Mrs May herself was this week trying to secure additional assurances from the EU in a bid to address concerns around the Northern Ireland backstop. Her belief is that if she manages to obtain those assurances, she might still get her deal through parliament.
But the odds are stacked against her. On Friday, the EU was clearly running out of patience with the entire Brexit affair. “The Union stands by this agreement and intends to proceed with its ratification,” said Michel Barnier, the EU’s chief negotiator, after Mrs May met EU leaders. “It is not open for renegotiation.”
The EU, however, also signalled its willingness to move swiftly with negotiations on the future trade deal and avoid the so-called Norther Ireland backstop, which many UK MPs believe could lock Britain into the EU’s customs union indefinitely.

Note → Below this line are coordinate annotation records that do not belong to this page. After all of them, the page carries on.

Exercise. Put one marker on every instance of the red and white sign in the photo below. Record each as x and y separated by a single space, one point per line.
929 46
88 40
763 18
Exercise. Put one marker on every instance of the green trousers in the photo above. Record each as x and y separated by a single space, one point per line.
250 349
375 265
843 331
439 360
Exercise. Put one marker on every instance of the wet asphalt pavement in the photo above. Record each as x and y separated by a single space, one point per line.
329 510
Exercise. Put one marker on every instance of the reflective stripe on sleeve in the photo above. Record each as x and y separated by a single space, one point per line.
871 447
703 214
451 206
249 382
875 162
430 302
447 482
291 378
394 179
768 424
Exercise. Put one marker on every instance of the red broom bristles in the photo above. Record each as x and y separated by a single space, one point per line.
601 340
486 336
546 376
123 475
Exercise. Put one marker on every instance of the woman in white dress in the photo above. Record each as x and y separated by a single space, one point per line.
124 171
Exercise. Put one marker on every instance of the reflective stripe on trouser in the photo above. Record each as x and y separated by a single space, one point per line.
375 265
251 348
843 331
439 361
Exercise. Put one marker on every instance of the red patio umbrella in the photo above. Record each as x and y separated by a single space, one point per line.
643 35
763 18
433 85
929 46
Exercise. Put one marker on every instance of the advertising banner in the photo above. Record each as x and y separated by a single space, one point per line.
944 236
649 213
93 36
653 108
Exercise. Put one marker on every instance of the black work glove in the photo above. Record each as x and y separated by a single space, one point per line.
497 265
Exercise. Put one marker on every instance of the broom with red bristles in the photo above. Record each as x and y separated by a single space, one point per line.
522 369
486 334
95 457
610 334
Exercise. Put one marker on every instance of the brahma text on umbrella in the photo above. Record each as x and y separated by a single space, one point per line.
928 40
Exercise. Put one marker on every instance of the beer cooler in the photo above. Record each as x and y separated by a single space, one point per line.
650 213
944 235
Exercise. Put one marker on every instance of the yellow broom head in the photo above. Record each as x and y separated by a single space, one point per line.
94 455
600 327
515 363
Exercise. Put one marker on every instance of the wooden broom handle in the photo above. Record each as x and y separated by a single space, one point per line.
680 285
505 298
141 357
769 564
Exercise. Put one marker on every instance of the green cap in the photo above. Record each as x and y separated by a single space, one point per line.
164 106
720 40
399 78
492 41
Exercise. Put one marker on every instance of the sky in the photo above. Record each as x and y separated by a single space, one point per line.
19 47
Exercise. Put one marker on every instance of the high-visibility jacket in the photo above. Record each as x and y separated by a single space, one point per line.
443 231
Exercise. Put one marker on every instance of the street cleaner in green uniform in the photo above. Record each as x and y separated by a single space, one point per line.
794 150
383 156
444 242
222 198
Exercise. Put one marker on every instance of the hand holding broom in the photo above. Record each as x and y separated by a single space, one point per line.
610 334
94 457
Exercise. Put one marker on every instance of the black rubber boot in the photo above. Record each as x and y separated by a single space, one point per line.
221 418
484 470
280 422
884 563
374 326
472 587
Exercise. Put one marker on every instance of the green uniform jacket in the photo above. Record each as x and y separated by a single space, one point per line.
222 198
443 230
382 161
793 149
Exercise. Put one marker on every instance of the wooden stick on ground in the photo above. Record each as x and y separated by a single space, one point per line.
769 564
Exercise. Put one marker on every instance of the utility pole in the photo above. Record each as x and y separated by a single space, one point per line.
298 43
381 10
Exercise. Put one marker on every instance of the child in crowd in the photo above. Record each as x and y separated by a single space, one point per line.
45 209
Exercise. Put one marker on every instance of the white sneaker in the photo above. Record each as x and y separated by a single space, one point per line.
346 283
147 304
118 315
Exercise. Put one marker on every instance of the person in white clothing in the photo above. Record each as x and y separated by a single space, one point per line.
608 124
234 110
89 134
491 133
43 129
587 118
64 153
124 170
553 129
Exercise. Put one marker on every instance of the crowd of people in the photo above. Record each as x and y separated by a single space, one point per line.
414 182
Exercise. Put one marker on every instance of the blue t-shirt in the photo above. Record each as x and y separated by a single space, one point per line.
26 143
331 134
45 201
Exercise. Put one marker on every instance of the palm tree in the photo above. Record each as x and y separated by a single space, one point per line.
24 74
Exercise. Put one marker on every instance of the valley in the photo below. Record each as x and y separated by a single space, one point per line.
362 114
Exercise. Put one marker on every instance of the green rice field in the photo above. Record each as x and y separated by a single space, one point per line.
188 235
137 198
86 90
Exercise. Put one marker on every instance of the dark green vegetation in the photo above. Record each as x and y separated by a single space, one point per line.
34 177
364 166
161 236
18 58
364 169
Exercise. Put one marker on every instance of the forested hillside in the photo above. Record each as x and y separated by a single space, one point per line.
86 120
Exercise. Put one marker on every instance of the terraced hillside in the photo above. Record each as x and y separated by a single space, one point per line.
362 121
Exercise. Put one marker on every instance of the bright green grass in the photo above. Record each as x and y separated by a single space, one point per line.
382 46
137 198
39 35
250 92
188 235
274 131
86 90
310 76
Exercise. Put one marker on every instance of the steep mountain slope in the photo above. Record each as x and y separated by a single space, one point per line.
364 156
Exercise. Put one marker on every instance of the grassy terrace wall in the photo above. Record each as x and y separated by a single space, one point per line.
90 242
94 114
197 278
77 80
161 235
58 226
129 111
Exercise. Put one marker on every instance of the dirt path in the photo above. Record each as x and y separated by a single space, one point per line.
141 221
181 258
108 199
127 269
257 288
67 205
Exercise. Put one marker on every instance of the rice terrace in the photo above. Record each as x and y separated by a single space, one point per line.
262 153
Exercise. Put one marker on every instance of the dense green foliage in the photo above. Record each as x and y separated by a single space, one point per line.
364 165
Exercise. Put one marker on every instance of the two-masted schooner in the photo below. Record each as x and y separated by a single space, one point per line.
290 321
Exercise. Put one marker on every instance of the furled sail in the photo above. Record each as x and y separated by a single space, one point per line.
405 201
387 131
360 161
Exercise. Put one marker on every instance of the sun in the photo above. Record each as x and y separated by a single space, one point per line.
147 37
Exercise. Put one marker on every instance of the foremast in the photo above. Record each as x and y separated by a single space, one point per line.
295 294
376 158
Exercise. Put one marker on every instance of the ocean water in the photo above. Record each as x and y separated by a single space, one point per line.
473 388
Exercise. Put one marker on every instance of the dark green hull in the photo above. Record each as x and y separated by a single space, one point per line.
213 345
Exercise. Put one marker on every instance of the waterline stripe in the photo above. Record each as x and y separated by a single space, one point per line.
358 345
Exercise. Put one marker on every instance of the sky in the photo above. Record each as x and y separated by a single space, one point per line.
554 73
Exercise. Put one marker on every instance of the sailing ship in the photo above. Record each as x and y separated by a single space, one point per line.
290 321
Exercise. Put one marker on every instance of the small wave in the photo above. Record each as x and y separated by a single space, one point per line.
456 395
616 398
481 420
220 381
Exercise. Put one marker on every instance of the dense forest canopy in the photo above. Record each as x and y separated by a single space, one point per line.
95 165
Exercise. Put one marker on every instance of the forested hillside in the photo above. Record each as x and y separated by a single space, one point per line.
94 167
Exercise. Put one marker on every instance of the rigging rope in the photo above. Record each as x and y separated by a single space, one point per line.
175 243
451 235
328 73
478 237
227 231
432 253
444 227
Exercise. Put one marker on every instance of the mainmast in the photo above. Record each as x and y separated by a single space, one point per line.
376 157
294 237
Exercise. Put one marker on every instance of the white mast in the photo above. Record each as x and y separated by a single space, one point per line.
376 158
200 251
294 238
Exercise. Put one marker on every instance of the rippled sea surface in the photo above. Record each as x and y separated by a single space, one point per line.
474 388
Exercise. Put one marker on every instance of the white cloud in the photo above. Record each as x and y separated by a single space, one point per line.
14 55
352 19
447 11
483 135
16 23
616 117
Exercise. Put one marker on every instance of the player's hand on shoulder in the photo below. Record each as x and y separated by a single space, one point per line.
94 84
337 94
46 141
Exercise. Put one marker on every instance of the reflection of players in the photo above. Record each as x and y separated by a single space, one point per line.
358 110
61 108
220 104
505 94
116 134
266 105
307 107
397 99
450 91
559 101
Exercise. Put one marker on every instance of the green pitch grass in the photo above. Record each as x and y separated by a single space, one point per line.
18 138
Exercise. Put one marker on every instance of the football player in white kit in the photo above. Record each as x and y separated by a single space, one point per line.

Mrs May has kicked any parliamentary vote on her deal into the new year, so she has some time to secure additional guarantees. Assuming, of course, she survives the last days before recess.
If she manages to secure additional assurances on the backstop from the EU, the next key moment will be the vote in the House of Commons.
If she fails, the Prime Minister may yet turn to the people as she is being encouraged to by many MPs on both sides of the house. Or even – one can but hope – revoke Article 50 altogether.
There is an argument that says backtracking on Brexit would be a betrayal of the referendum result.
But the UK is split, public discourse is poisoned anyway and serious, unanswered questions on the validity of the 2016 vote continue to fester.
Stopping Brexit altogether would generate political upheaval, for sure, but at least it would ease the immediate pressure on businesses and the economy.
As John Major put it this week, “the clock, for the moment, must be stopped. It is clear we now need the most precious commodity of all: time. Time for serious and profound reflection by both parliament and people.”
The Prime Minister is due to address the Commons again on Monday and there is talk that Labour may finally challenge her government, perhaps as early as next week. More likely though, Labour will wait until parliament votes on Mrs May’s deal, and almost certainly rejects it.
The consensus among political pundits in the UK is that time is running out for the Prime Minister and that she is up against the wall with few options. But we have heard that sort of talk before, and she is still there. The reality is that everyone is guessing.
It may be that it is too soon to write Mrs May off, or her deal for that matter.
So what does all of this mean for Gibraltar? On one level, not very much. Chief Minister Fabian Picardo has backed Mrs May publicly and continued to do so this week after the leadership contest, despite taking flak at home for potentially alienating MPs whose support we may require if Mrs May is toppled in the coming days.
But while events in Westminster will have a direct impact on our future, they are beyond our control or ability to influence to any significant degree. All we can do is watch and wait.
For the Gibraltar Government though, the New Year will bring an additional Brexit challenge.
Last month, Mr Picardo told the House of Lords that unless there was a firm deal in place by January 1, Gibraltar would “gear up” its Brexit contingencies.
Much planning has already been done, but the continued uncertainty in the UK means businesses and individuals alike will want to see and understand what preparations have been put in place to ensure an orderly departure from the EU, and what else needs to be done.
For now, the best advice is probably to focus on Christmas and enjoy the festive season.
Because come January, with the March 29 deadline around the corner, the Brexit drama is about to get much tougher.